The question my Moscow-born friend Galina was referring to had nothing to do with Putin, or Pussy Riot, or the culinary ethics of adding ketchup to your pirogi. And yet, it is the back across which Russian-American relations are broken.
The question in question is, “How are you?”
The answer Americans give, of course is, “Fine.” But when Russians hear this they think one of two things: (1) you’ve been granted a heavenly reprieve from the wearisome grind that all but defines the human condition and as a result are experiencing a rare and sublime moment of fineness or (2) you are lying.
Ask a Russian, “How are you?” and you will hear, for better or worse, the truth. [elaboration on this]
… The thing most Russians don’t realize is that, in English, “How are you?” isn’t a question at all, but a form of “hi,” like the Russian “privyet!” The Americans weren’t responsible for its transformation; that honor goes to the British. The Oxford English Dictionary defines the phrase’s precursor, “How do you do?” as a common phrase “often used as a mere greeting or salutation.” The anodyne exchange dates at least as far back as 1604, to Shakespeare’s Othello
Eventually, Simone gets it right: the question How are you? and the answer Fine are conventional, idiomatic expressions in social exchanges in English. Taking them literally is a cross-cultural error.

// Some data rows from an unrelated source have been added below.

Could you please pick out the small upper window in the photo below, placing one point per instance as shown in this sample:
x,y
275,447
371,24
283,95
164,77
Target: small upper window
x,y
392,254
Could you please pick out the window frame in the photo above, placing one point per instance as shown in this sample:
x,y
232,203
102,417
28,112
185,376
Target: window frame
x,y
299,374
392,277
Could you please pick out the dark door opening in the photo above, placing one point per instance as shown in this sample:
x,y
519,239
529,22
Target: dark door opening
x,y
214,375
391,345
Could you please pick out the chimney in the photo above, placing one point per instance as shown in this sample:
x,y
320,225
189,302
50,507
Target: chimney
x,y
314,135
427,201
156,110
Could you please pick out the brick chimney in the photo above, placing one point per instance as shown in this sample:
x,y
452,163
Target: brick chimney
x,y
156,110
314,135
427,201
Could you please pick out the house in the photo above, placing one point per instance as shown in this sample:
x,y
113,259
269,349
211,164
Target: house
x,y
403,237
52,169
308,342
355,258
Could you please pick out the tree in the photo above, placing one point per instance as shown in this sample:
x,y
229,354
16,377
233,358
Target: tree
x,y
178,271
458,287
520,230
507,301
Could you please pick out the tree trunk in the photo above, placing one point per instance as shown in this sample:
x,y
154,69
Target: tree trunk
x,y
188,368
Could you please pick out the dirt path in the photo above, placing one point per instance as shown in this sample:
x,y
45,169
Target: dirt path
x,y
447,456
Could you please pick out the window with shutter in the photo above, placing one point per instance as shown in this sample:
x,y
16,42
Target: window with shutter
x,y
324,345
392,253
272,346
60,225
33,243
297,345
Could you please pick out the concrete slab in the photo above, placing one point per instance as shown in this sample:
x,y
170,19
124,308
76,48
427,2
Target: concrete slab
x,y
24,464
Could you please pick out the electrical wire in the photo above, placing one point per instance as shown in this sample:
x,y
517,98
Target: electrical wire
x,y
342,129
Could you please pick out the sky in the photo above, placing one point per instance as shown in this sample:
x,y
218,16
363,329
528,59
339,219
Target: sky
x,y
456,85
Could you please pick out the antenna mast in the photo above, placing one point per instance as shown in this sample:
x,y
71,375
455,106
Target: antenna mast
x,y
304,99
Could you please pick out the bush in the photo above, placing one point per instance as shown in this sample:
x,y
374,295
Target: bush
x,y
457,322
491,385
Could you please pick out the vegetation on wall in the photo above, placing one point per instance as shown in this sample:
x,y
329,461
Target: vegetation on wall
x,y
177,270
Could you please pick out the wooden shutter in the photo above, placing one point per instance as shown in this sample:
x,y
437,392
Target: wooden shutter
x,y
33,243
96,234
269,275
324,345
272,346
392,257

It’s astonishing how much heat is generated by such expressions. The internet is full of venom about two relatively recent ones in the U.S.:
No problem ‘You’re welcome; of course’ [possibly related to Spanish De nada (literally) ‘It’s nothing’]
I’m good ‘No thank you’
People complain bitterly that others don’t use the older expressions. Well, language changes, and idioms are not fully compositional.
January 23, 2014 at 9:39 am |
Bore da, a Arnold a Phob,
Good morning, Arnold and everybody,
Re your last ‘no problem’ example and comment, indeed language does change. I remember the involuntary visitation of the shock when I first heard some years ago a young Welshman reply to being thanked, not with the usual Croeso! ‘Welcome’ but with
Dim problem.
No problem.
And I thought
“Nage! Ddim yn Gymraeg!”
No! Not in Welsh!”
January 23, 2014 at 9:45 am |
Lovely calque on colloquial English. Vachgen!